The exhibition will continue until April 29th, 2023.
Since Mr. Savethewall presented the first Wallsaved three years ago, these original works have become a must-have for every street art collector, as well as a trend followed by many artists. Mr. Savethewall – The Wallsaved Collection is the title chosen for the exhibition that consecrates the Wallsaved and their inventor and that opens on March 30 in the new space of the Deodato Arte Gallery, in Via Nerino 1, in the center of Milan.
Over 10 new unique creations are displayed, handcrafted using various objects such as road signs, pipes, and old doorbells. This is a new way of bringing street art into exhibition spaces and into the homes of enthusiasts.
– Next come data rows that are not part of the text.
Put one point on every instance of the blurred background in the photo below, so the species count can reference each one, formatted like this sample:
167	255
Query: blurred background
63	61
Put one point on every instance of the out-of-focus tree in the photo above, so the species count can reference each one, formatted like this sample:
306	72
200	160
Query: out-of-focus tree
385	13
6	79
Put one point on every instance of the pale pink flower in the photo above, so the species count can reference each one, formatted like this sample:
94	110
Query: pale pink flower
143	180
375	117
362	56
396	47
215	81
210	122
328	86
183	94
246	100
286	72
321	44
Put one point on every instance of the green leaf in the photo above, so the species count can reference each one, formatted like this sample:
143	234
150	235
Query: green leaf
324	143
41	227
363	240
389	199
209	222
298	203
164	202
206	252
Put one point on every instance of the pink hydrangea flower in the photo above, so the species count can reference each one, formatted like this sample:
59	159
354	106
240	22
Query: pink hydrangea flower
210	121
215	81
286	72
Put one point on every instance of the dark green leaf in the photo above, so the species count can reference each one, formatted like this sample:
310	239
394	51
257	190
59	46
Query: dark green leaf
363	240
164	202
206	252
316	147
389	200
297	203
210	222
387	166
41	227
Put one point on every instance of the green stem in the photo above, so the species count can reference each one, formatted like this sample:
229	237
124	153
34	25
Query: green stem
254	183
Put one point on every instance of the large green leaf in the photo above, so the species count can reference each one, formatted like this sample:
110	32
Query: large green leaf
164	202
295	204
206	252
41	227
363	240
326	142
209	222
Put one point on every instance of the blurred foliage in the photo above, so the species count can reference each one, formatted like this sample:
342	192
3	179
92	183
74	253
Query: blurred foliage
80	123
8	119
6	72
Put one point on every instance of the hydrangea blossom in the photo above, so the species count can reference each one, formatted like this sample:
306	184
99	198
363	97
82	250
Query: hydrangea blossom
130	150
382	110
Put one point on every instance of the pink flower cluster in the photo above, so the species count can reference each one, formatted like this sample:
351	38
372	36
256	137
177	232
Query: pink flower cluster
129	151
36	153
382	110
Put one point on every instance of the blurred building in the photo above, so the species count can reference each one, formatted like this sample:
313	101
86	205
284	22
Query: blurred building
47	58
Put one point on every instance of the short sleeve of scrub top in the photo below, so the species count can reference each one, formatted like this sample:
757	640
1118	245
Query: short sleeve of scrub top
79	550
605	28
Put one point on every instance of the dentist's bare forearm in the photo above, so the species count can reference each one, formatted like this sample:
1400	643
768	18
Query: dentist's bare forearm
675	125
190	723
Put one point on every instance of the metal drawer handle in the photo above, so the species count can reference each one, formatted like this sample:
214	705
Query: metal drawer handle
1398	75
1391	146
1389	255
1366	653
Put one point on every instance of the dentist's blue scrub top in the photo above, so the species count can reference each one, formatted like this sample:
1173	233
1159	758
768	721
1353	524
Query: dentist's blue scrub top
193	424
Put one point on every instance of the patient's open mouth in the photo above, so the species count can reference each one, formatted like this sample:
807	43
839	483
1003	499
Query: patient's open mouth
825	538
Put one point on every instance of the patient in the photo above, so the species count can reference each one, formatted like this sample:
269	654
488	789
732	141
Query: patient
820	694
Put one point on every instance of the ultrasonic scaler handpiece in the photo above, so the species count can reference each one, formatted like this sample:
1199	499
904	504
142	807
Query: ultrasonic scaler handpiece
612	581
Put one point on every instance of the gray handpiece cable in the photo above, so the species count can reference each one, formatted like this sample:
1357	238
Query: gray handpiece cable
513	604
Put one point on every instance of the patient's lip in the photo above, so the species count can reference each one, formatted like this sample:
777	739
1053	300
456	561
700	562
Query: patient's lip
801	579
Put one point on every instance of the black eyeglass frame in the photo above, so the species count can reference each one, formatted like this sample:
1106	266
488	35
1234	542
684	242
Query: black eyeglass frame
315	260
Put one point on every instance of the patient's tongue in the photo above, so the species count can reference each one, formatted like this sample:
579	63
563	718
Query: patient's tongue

“Walls are the real works of art. The overlapping of historical eras, street artists, and historical events that leave an indelible mark, such as a war and the reconstruction. Abandonment and degradation, urban furnishings, posters, stickers, cameras, everything speaks, or rather screams, on a wall. I save the walls by bringing them into homes, collections, museums, exactly as I see them. I portray walls. My Wallsaved pieces are full of details, often they are real-life portraits,” says the artist talking about his latest work.
This new series, on display atDeodato Arte Gallery, does not simply aim to bring street art into homes by creating graffiti on walls, but to transfer the external walls into homes, with all their history. Anything can strike the artist, as well as the passerby – a panel, an electrical box, a road sign, air vents, the peeling of plaster that reveals bricks – and transmit the same feeling experienced on the street. After all, portraits of walls are the reflection of our cities, in which beauty often blends with degradation, nature fights against concrete, and color makes beautiful what we would otherwise ignore.
Among the subjects on display, we find the great classics of Mr. Savethewall’s production, such as the iconic Kiss Me, the anthropomorphic frog, Love Me or Like Me, Love and Psyche of the contemporary era, and Is this Love?, the romantic vandal. Among the most important pieces, we also remember “The Great Wave,” a reflection on the theme of migrants, and “Street Art is Dead,” the artist’s manifesto declaring himself the first post-street artist.”